В призме спонтанных и зачастую неординарных языковых рефлексий в романе приоткрывается личность одного из центральных персонажей – Александра Дванова. Пафосом вербализации всего сущего обусловлены и его искания Слова в природном бытии («Дванову слышались в воздухе невнятные строфы дневной песни, и он хотел в них возвратить слова»), и склонность «беседовать самому с собой» ради активизации мыслительного процесса («вновь заговорил, чтобы думать», «разговорился сам с собой», «любил беседовать один в открытых местах»), причем собственное мышление и восприятие чужой речи протекают здесь не синхронно, но по принципу взаимной дополнительности: «Дванов перестал думать и медленно слушал рассуждающего». Показательно в этом плане его стремление в произносимых на партсобрании речах, «мелких простых словах» прозреть «движение смысла», ощутить, что «в речи говорившего было невидимое уважение к человеку и боязнь его встречного разума, отчего слушателю казалось, что он тоже умный». Не достигшие прямого словесного выражения двановские рефлексии развиваются авторским комментарием относительно того, что «лишь слова обращают текущее чувство в мысль, поэтому размышляющий человек беседует». Намеченной в конце романа, но так и не развитой осталась линия изображения Дванова как художника слова, создателя собственного текста, самобытного летописца революции, поскольку «чтобы Копенкин прижился с ним в Чевенгуре, Александр писал ему ежедневно, по своему воображению, историю жизни Розы Люксембург».

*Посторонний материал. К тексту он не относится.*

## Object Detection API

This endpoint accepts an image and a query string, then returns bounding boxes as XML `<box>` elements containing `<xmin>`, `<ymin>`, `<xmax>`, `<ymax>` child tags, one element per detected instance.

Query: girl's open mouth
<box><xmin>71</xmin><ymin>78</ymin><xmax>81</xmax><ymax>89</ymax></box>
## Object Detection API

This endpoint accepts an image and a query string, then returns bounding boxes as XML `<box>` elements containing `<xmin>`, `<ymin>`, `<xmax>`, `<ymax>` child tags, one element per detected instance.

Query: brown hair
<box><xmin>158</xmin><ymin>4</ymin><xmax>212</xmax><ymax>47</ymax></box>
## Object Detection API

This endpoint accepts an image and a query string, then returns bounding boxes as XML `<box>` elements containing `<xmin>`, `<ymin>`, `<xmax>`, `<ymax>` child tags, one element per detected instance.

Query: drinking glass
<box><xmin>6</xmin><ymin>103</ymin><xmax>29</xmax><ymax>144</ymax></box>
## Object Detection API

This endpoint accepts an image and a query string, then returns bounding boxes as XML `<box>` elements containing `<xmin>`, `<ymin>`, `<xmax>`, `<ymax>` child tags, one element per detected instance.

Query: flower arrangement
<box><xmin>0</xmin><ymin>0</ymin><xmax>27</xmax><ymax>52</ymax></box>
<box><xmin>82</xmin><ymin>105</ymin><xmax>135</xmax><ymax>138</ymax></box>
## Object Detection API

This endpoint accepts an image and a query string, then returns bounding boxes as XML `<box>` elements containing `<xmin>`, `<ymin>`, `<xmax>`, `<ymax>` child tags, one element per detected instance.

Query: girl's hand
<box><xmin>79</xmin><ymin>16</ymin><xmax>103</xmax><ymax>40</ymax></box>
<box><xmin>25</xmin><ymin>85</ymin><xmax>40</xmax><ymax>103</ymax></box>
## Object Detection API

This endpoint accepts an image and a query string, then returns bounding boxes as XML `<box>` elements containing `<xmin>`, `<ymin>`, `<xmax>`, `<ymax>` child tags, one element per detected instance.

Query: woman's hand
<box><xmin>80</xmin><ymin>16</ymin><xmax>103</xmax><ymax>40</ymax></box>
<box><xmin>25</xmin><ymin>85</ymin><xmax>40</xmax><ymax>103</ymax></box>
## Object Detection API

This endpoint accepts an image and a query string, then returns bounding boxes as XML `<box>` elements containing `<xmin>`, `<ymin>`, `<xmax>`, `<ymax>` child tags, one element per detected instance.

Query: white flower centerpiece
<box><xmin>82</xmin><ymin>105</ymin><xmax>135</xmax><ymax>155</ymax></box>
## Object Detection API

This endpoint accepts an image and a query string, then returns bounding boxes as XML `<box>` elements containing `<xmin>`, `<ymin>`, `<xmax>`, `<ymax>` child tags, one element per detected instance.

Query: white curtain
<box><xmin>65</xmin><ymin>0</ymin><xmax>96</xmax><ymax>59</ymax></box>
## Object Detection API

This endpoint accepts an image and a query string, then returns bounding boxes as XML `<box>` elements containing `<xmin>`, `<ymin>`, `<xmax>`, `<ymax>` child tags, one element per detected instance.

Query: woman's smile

По наблюдениям Дванова, знакомые ему самому экстериоризация и вербализация внутренней речи характеризуют и поведение Чепурного. Во время собрания тот «думал что-то в своем закрытом уме и не удерживался от слов», «внятно бормотал впереди, наклонив голову и не слушая оратора», стремился свое «умственное волнение переложить в слово». Этот коммунист из Чевенгура «книжки читал вслух», осуществлял своего рода герменевтический акт, намереваясь «загадочные мертвые знаки превращать в звуковые вещи и от этого их ощущать». Подобная стратегия речевого поведения и общеязыкового мышления получает в романе как психологическое, так и социоисторическое обоснование, потому что «кто учился думать при революции, тот всегда говорил вслух, и на него не жаловались». В самом деле, «персонажи Платонова только то и делают, что «думают». И думают они только об идеальном (коммунизме, мировой революции и подобных химерах), но при этом говорят все время о материальном – о «веществе»»[vii].

В романе художественно воссоздаются и дальнейшие напряженные коллизии отношений Чепурного и некоторых других чевенгурцев со стихией языка, стилистикой и смысловым наполнением революционного «новояза». В целом эти отношения проникнуты настойчивым стремлением «немотствующего» слова обрести самостоятельное воплощение. Неслучайно сквозными становятся авторские замечания о том, что Чепурный «не мог выражаться», в разговоре с Двановым «пытался объяснить коммунизм и не мог», находил лишь косноязычное толкование феномена солнца («вон наша база горит и не сгорает»), вынуждал себя адаптировать чужое слово под собственные мысли: «Вполне удовлетворился словами Прокофия, – это была точная формулировка его личных чувств».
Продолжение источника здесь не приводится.